In conclusion, I would affirm the District Court’s order which dismissed the plaintiffs complaint because: 1) we are bound to follow Pennsylvania law; 2) Pennsylvania law is unequivocal that there is a premerger/post-merger difference; 3) the only remedy available to a dissenting minority stockholder who files a post-merger complaint is that of statutory appraisal; 4) Jones II provides the substantive law hold*221ing that statutory appraisal is available as the exclusive post-merger remedy; 5) the 1988 amendment to § 1105 did not modify the predecessor statute; 6) our decision in Herskowitz is consistent with the principle announced in Jones II, inasmuch as Herskowitz was a pre-merger case; 7) Delaware statutes, law, and policy have no place in our analysis.
Because I find the majority’s decision 180 degrees at odds with the Pennsylvania governing law, I respectfully dissent.
. However, if a prediction were to be deemed necessary, the majority’s prediction under Pennsylvania law is flawed.
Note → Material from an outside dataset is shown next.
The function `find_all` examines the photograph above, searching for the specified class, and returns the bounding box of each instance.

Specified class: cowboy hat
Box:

See text, infra. Moreover, if indeed the majority harbored doubts about the intent and meaning of Pennsylvania law, it should have certified this appeal to the Pennsylvania Supreme Court under Third Circuit Local Appellate Rule Mise. 110 and Internal Operating Procedure 10.9. It has declined to do so.
. The fair-value appraisal proceeding was outlined in section 515 of the then-effective Pennsylvania Business Corporation Law of 1933 (1933 BCL) — codified at former 15 Pa. Cons.Stat. § 1515K, one of the predecessors to current 15 Pa. Cons.Stat. § 1105.
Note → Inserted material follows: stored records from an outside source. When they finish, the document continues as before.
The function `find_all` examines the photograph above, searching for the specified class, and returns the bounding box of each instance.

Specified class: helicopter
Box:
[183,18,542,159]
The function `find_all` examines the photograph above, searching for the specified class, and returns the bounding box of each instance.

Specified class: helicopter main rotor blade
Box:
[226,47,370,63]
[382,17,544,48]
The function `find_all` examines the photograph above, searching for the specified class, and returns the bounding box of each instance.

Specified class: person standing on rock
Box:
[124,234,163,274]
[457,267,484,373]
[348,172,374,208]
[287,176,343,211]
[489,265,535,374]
. In a later iteration of the Jones litigation, Jones III, but in a pre-merger context, the Pennsylvania Superior Court held that a separate class action seeking relief for "unfair or fraudulent corporate actions,” which arose out of the same merger at issue in Jones I and Jones II, could be pursued. In re Jones & Laughlin Steel Corp. (Jones III), 328 Pa.Super. 442, 477 A.2d 527, 532 (1984). However, as the Pennsylvania Supreme Court had earlier emphasized in Jones II, the separate class action discussed in Jones III had been filed "[pjrior to the merger’s consummation." Jones II, 412 A.2d at 1101 (emphasis added).
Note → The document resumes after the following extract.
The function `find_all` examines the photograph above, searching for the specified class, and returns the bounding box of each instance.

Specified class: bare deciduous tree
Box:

. The same distinction is reflected in the decisional law of two other States that have enacted corporate statutes providing, without ex*220ception, that statutory appraisal is dissenting shareholders’ lone remedy. See Steinberg v. Amplica, Inc., 42 Cal.3d 1198, 233 Cal.Rptr. 249, 729 P.2d 683, 685, 694 (1986) (considering whether California appraisal statute, which denies dissenting shareholder "any right at law or in equity" to challenge completed short-form merger, "is the exclusive remedy for a shareholder who alleges that his shares were undervalued because of fraud and breach of fiduciary duty by the majority stockholders,” and concluding that “the section prohibits an action for damages based on the fact that a merger has taken place”); Yanow v. Teal Indus., Inc., 178 Conn. 262, 422 A.2d 311, 318 (1979) (affirming dismissal of claims of objecting shareholder, who sought accounting, damages, and nullification of merger on account of defendants’ alleged corporate wrongs, in light of "the specific exclusivity of the appraisal remedy envisioned by the Connecticut [appraisal] statute”).
. After oral argument, we sought supplemental memoranda from both parties discussing the 1988 amendment. Both parties agreed that the amendment made no substantive change to the earlier statutes.